Author: Rogaia Mustafa Abusharaf
Publisher: University of Chicago Press
Published: 2009-08-01
Total Pages: 206
ISBN-13: 0226002012
DOWNLOAD EBOOKOver twenty years of civil war in predominantly Christian Southern Sudan has forced countless people from their homes. Transforming Displaced Women in Sudan examines the lives of women who have forged a new community in a shantytown on the outskirts of Khartoum, the largely Muslim, heavily Arabized capital in the north of the country. Sudanese-born anthropologist Rogaia Mustafa Abusharaf delivers a rich ethnography of this squatter settlement based on personal interviews with displaced women and careful observation of the various strategies they adopt to reconstruct their lives and livelihoods. Her findings debunk the myth that these settlements are utterly abject, and instead she discovers a dynamic culture where many women play an active role in fighting for peace and social change. Abusharaf also examines the way women’s bodies are politicized by their displacement, analyzing issues such as religious conversion, marriage, and female circumcision. An urgent dispatch from the ongoing humanitarian crisis in northeastern Africa, Transforming Displaced Women in Sudan will be essential for anyone concerned with the interrelated consequences of war, forced migration, and gender inequality.
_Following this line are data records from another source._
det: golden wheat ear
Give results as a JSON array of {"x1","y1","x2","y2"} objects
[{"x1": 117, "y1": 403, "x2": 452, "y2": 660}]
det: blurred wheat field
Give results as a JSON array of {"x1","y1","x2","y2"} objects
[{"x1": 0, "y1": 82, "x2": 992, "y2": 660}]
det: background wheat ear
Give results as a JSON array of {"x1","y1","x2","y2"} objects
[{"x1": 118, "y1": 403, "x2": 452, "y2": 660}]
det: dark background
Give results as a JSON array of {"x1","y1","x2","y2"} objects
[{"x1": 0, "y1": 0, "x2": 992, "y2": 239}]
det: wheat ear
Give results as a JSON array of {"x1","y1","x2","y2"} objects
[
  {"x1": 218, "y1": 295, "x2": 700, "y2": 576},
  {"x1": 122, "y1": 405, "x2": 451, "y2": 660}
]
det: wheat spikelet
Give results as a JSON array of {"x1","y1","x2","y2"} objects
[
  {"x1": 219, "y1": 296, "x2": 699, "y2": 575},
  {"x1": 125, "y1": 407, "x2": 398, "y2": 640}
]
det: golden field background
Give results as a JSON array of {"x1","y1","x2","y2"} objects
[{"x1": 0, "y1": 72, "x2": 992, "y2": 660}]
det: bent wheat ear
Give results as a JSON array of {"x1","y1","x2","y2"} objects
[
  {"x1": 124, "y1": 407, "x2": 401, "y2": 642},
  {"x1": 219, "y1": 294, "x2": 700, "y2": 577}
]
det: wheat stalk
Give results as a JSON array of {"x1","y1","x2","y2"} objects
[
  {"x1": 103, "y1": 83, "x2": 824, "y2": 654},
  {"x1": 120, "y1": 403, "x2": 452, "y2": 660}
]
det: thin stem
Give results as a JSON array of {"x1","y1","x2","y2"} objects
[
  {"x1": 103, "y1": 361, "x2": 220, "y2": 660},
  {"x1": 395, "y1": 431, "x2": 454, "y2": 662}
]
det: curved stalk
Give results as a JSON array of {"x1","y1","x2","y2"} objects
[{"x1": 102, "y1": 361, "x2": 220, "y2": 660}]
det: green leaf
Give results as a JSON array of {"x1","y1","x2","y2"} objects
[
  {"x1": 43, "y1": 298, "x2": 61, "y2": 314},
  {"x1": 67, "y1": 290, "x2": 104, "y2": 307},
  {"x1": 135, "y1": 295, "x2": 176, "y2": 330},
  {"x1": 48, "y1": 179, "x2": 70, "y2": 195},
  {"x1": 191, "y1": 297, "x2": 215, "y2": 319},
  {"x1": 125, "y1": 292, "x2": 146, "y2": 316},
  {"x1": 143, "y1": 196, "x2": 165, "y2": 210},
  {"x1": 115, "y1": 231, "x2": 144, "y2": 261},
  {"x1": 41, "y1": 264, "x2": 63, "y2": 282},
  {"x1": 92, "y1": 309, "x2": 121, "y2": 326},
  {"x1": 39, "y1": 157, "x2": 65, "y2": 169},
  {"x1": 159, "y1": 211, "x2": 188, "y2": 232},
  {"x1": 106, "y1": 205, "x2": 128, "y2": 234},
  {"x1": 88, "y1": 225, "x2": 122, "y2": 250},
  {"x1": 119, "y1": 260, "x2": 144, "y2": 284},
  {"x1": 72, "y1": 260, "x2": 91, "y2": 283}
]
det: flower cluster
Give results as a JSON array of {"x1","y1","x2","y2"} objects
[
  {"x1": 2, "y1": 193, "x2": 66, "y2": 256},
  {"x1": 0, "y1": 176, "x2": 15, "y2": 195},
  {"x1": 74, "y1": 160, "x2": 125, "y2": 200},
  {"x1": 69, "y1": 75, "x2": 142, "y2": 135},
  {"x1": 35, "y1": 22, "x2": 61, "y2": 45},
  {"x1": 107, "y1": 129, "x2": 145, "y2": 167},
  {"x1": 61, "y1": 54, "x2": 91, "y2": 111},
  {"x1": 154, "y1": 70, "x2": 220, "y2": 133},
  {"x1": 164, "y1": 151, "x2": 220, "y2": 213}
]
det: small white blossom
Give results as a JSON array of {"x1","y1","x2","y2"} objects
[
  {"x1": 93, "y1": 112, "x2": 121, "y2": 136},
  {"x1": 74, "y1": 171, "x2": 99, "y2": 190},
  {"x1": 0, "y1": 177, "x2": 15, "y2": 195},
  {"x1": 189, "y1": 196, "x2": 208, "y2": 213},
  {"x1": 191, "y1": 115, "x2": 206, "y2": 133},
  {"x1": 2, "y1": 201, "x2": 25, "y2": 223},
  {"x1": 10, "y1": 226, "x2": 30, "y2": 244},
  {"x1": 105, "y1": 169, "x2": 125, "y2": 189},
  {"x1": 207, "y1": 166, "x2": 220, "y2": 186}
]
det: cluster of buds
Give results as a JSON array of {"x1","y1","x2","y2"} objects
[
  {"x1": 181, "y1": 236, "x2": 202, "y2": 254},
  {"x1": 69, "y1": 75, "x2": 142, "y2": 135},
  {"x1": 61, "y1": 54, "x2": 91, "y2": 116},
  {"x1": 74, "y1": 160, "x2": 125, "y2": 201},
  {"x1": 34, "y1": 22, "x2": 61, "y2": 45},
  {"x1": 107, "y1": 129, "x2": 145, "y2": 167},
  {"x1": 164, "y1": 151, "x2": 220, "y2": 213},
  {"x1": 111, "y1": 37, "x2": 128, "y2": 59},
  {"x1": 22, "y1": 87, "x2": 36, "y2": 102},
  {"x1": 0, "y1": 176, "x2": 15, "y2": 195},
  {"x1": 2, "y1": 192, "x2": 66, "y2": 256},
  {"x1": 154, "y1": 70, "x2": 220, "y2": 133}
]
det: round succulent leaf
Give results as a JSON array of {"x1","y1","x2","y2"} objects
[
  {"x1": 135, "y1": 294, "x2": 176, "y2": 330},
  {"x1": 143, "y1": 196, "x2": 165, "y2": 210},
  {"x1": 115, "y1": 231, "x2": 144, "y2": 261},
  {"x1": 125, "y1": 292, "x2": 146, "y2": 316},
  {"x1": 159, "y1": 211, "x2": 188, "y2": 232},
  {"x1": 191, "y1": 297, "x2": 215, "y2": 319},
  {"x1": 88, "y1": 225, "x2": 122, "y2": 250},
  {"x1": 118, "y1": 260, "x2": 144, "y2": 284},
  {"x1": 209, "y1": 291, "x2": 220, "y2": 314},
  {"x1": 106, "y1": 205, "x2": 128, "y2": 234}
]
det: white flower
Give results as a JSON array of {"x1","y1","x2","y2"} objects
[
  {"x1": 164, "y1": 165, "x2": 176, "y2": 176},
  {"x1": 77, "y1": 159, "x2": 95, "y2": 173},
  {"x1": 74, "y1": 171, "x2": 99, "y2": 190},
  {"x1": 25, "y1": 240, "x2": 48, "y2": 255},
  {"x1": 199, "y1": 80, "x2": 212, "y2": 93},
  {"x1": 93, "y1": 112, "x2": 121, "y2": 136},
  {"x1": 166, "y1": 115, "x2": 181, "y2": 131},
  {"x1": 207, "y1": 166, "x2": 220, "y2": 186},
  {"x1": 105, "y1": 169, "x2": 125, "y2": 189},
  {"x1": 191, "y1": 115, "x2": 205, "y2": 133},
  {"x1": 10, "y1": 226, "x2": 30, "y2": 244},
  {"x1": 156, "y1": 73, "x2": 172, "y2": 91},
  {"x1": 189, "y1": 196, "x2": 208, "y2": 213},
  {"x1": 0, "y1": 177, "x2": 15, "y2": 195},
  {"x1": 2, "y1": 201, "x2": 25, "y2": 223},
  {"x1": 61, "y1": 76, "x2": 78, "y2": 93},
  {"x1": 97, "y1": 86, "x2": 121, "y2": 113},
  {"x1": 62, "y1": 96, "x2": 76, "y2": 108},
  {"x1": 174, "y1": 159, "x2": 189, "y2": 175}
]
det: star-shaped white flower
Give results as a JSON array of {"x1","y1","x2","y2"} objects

Author: Heather J. Sharkey
Publisher: Univ of California Press
Published: 2003-03-18
Total Pages: 251
ISBN-13: 0520235592
DOWNLOAD EBOOKSharkey examines the history of the Anglo-Egyptian Sudan (1898-1956) and the Republic of Sudan that followed in order to understand how colonialism worked on the ground, affected local cultures, influenced the rise of nationalism, and shaped the postcolonial nation state.
Author: Mansour Khalid
Publisher: Routledge
Published: 2012-10-12
Total Pages: 554
ISBN-13: 1136179178
DOWNLOAD EBOOKFirst Published in 2003. Nearly half a century ago the first flares of Sudan's civil war were enkindled. Today, as the world enters a new century and a new millennium, Sudan's civil war has degenerated into an inferno of carnage and destruction. Sudan's war, however, is no different from wars elsewhere; it is an entangled political, cultural and social weave with equally intricate international ramifications. This volume charts Sudanese’s history of conflict.
Author: Barbara Casciarri
Publisher: Berghahn Books
Published: 2015-04-01
Total Pages: 392
ISBN-13: 1782386181
DOWNLOAD EBOOKBased on fieldwork largely collected during the CPA interim period by Sudanese and European researchers, this volume sheds light on the dynamics of change and the relationship between microscale and macroscale processes which took place in Sudan between the 1980s and the independence of South Sudan in 2011. Contributors’ various disciplinary approaches—socio-anthropological, geographical, political, historical, linguistic—focus on the general issue of “access to resources.” The book analyzes major transformations which affected Sudan in the framework of globalization, including land and urban issues; water management; “new” actors and “new conflicts”; and language, identity, and ideology.